The 7.8-magnitude quake on February 6 last year razed thousands of buildings across the two countries, killing more than 50,000 people.

Satellite images showed how the natural disasters also opened two cracks in the Earth's surface, with one stretching about 300km across southern Turkey.

Splits appeared across fields and roads, moving buildings by metres in either direction.

Images released by Maxar Technologies at the time showed how land along the fault line was split.

A year on from the disaster, the struggle goes on for survivors and the families of those still missing.

In the south-eastern Turkish city of Nurdagi, about 56km from the quake’s epicentre, few buildings were left untouched, with most destroyed or heavily damaged.

Before-and-after images of the countryside showed grasslands and highways split in two.

Land on either side of the ruptures moved in opposite directions, up to seven metres in some locations, according to data from the California Institute of Technology.

Villages and small towns above the fault line suffered some of the most severe shaking.

Satellite images from Altinuzum, a town in the Islahiye district of Turkey's Gaziantep Province, showed a scarred landscape, with green fields and buildings splintered by tremors.

A Reuters analysis of the population at the time estimated that the settlements built near the fault zone tended to have higher populations the closer they were to the rupture.

Many of the deaths caused by building collapses happened in larger cities, not near fault lines, data showed.

Margarita Segou, a seismologist with the British Geological Survey, said it was safer to build on mountainous rock than the soft soil of the plains, which tends to amplify ground motion.

Susan Hough, a seismologist at the US Geological Survey, said people often lived next to fault zones for resource reasons.

“If you are living along the base of the mountains, there may be more water there,” she said.

Lands cracked by earthquake in Turkey – in pictures

In Demirkopru, a village in the hard-hit Hatay Province, pictures taken after the disaster showed lopsided houses and cracked pavements.

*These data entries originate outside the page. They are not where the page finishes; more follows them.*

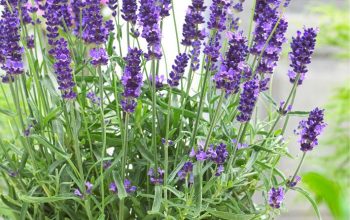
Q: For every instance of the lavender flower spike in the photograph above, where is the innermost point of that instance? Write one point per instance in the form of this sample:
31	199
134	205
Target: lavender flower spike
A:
310	129
131	80
63	69
248	99
303	46
276	197
129	9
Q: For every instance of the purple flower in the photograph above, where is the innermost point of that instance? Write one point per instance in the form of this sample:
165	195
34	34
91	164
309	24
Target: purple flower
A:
310	129
201	155
13	67
212	49
303	46
293	183
218	14
128	187
178	70
156	177
159	81
107	164
78	193
276	196
266	17
165	7
128	10
113	187
186	169
93	98
11	51
149	17
284	110
237	52
98	56
195	54
30	42
221	154
94	30
193	19
248	99
88	186
63	70
219	170
131	80
113	5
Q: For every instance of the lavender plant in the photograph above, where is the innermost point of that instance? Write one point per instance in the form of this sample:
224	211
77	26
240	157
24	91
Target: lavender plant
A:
98	134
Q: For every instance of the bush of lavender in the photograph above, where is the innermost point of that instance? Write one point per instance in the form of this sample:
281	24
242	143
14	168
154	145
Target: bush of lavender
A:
103	126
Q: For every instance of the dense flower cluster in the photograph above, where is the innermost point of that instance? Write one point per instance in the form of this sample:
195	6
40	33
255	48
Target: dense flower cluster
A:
131	80
303	46
178	70
276	197
113	5
218	14
229	77
185	170
190	31
129	9
127	185
165	7
310	129
156	177
63	69
217	155
94	29
149	18
98	56
11	51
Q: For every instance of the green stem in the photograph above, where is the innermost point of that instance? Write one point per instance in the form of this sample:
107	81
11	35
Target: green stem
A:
125	154
103	134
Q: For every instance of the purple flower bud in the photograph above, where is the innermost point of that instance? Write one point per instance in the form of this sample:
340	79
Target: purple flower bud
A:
276	197
113	187
78	193
88	187
310	129
303	46
98	56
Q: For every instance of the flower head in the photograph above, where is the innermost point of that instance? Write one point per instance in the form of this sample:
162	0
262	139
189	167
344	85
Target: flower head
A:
276	197
156	177
98	56
186	169
128	10
303	46
310	129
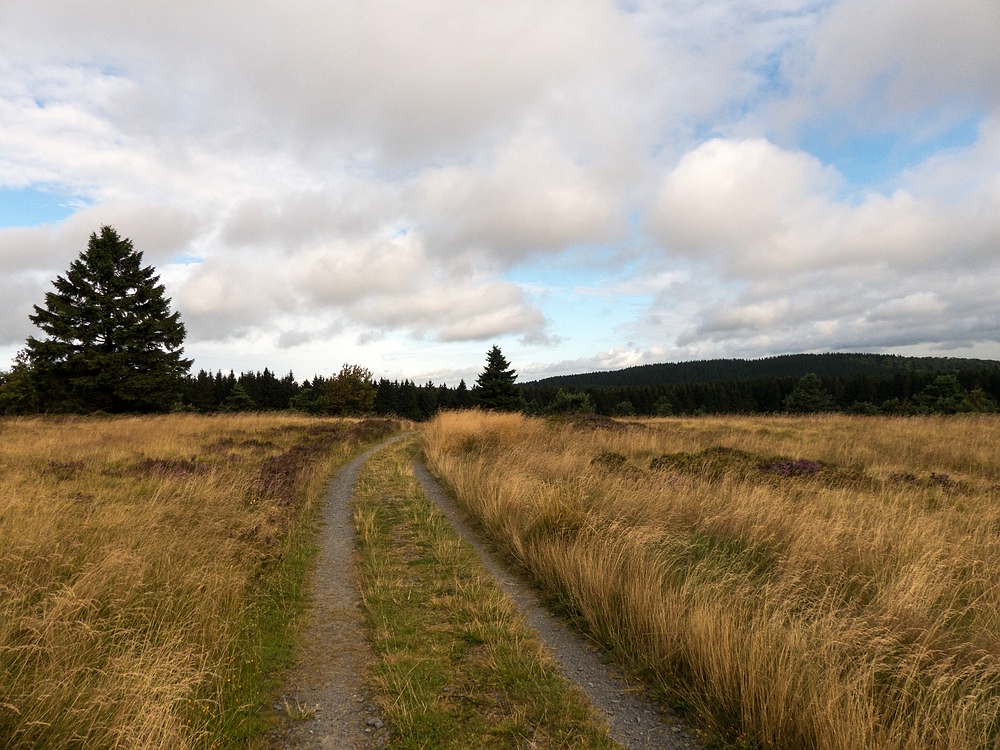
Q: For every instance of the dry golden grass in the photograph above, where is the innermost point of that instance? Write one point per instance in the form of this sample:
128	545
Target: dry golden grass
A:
854	609
129	549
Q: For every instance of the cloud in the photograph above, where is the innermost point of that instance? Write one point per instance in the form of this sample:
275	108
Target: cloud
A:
899	58
806	267
374	172
531	198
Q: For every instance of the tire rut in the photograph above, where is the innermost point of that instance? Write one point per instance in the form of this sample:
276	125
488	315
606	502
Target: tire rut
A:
326	703
636	722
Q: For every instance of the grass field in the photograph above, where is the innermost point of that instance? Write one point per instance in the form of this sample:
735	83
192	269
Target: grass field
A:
816	582
150	573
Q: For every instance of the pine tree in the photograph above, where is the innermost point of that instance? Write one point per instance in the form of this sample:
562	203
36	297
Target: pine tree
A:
808	396
112	342
495	389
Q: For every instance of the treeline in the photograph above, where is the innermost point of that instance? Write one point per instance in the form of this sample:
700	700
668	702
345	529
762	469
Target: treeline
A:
782	368
352	391
910	392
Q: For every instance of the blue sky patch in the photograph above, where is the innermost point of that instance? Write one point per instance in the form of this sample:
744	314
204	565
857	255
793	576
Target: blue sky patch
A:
874	160
30	207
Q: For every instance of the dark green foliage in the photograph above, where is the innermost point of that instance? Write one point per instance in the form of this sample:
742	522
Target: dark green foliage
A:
567	402
773	368
495	389
238	400
350	392
809	396
112	343
944	396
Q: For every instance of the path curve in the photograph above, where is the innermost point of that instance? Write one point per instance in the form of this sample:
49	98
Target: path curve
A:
326	703
635	721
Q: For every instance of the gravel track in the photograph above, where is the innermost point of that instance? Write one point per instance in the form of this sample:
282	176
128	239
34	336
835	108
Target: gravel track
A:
326	704
635	721
326	685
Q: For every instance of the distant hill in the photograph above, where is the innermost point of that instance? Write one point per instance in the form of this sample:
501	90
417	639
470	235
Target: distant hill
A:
786	366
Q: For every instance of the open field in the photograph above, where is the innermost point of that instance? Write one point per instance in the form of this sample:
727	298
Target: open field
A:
149	568
826	582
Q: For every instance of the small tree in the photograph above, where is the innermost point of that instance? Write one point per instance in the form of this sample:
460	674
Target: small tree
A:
944	396
350	393
808	396
238	400
570	402
495	389
112	342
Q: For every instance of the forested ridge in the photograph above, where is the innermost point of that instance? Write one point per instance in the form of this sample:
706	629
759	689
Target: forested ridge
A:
833	365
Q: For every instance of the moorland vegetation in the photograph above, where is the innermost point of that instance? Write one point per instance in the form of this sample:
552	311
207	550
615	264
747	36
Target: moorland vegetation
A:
151	573
820	582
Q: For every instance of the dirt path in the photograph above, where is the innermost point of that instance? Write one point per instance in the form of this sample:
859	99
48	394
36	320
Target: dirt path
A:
636	722
325	703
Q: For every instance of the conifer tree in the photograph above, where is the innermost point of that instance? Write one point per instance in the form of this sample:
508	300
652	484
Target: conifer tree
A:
495	389
111	342
808	396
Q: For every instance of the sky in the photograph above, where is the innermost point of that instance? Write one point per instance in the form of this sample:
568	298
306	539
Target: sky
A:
588	184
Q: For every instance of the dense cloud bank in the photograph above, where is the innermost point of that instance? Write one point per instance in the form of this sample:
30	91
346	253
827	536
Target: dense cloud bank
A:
363	176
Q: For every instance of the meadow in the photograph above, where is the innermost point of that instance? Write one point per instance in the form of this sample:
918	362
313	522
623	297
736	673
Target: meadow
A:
151	573
823	582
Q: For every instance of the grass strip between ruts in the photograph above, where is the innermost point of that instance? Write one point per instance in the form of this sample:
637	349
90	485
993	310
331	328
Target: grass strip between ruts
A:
455	666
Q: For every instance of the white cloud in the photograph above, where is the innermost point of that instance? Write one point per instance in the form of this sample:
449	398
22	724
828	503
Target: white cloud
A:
374	172
896	58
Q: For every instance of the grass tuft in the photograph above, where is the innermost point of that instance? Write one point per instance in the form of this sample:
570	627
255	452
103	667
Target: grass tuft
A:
456	666
794	582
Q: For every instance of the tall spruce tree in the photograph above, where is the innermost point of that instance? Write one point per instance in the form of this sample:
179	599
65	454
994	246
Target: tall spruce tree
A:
495	389
111	343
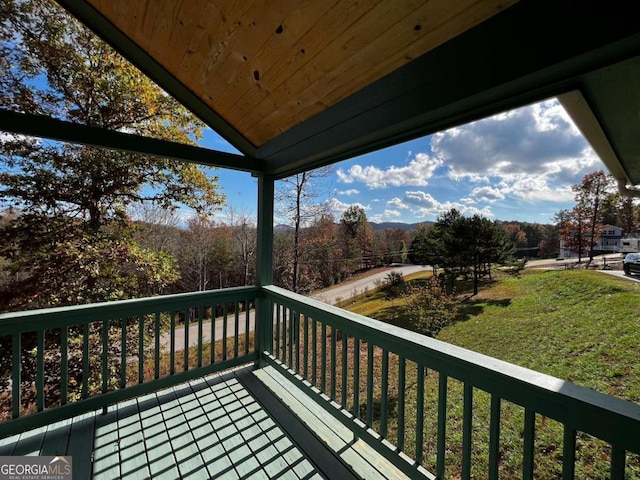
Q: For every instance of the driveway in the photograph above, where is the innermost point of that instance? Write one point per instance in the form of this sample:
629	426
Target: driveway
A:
330	295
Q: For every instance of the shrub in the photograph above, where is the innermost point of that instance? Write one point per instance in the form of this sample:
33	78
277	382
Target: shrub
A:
430	308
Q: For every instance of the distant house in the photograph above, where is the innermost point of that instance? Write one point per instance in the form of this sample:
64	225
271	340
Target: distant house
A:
610	241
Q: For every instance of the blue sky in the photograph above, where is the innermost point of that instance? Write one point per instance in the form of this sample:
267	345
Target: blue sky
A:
518	165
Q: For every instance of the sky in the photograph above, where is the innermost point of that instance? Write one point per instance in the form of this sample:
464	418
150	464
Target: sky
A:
518	165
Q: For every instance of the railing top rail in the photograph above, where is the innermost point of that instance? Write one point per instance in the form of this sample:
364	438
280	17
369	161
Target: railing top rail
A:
42	318
618	421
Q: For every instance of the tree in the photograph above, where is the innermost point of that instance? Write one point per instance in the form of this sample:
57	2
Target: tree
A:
590	194
295	196
357	238
73	229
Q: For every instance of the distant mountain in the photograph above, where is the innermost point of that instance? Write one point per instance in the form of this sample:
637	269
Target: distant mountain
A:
397	225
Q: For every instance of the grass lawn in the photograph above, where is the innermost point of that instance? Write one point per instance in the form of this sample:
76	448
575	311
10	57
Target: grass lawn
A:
581	326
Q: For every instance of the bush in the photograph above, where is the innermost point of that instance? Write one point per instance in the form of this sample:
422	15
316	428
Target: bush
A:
430	308
393	285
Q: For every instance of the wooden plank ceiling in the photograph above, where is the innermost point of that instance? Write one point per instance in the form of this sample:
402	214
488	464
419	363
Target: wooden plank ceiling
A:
266	66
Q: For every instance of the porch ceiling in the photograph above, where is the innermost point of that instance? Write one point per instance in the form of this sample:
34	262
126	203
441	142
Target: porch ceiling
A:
297	85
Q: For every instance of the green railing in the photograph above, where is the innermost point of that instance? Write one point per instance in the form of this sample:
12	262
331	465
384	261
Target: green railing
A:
429	405
59	362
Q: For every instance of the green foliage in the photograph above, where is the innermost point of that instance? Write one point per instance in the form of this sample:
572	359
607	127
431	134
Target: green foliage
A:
393	285
430	308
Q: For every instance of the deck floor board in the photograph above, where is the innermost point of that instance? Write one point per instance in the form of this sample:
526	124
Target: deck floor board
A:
229	425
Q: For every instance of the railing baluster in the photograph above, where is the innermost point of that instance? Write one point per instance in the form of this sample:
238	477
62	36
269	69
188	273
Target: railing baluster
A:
420	413
16	380
323	372
618	460
402	367
40	371
370	384
185	324
277	336
467	413
247	327
529	441
568	453
306	348
64	367
334	347
141	348
157	345
123	352
442	425
345	374
296	339
314	352
384	393
105	355
236	337
356	377
200	334
214	309
290	355
85	361
494	438
224	331
172	346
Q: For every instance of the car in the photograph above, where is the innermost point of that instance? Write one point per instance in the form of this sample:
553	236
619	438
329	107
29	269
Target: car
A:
631	263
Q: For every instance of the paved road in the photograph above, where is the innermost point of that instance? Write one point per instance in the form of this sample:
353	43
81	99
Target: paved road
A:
331	295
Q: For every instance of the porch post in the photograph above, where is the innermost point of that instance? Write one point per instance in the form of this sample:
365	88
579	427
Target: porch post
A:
264	265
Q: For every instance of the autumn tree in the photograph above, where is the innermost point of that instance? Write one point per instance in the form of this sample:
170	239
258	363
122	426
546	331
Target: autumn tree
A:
590	195
72	240
296	198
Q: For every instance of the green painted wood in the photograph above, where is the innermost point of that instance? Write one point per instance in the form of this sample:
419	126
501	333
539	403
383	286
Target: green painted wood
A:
106	455
618	460
356	378
85	361
384	393
200	334
334	347
80	444
467	429
141	330
442	426
618	420
172	344
305	349
185	349
123	353
16	377
105	356
157	444
345	374
529	444
494	438
369	384
40	371
402	373
569	453
420	378
64	365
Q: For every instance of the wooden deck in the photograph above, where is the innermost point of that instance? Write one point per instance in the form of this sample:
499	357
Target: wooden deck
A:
238	424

No one died in the village, situated 20km from the ancient city of Antakya, though some of its 1,000 residents were injured.

“The houses sank four metres,” Mahir Karatas, a 42-year-old farmer, told AFP. “The ground went up and down.”

In Tevekkeli, in the southern province of Kahramanmaras, boulders tumbled down hillsides on to roads.

Mehmet Temizkan said the tremors woke him in the early hours.

“With the initial panic, nobody knew whether we could leave home or whether we could survive. We lost hope. In the morning, when we saw what happened here, we said this must be the epicentre,” he told Reuters in the aftermath of the disaster.

In Antakya, residents said water rose from below ground and then stagnated. An ornately paved road was destroyed.

“Here, it became like an island,” Murat Yar, a 38-year-old roofer, told AFP.

“It went up, down, up, down, and then it slid down 30 metres. We saw water and sand gushing out.”

Residents were able to “jump out from the windows of their one and two-storey homes”, he said.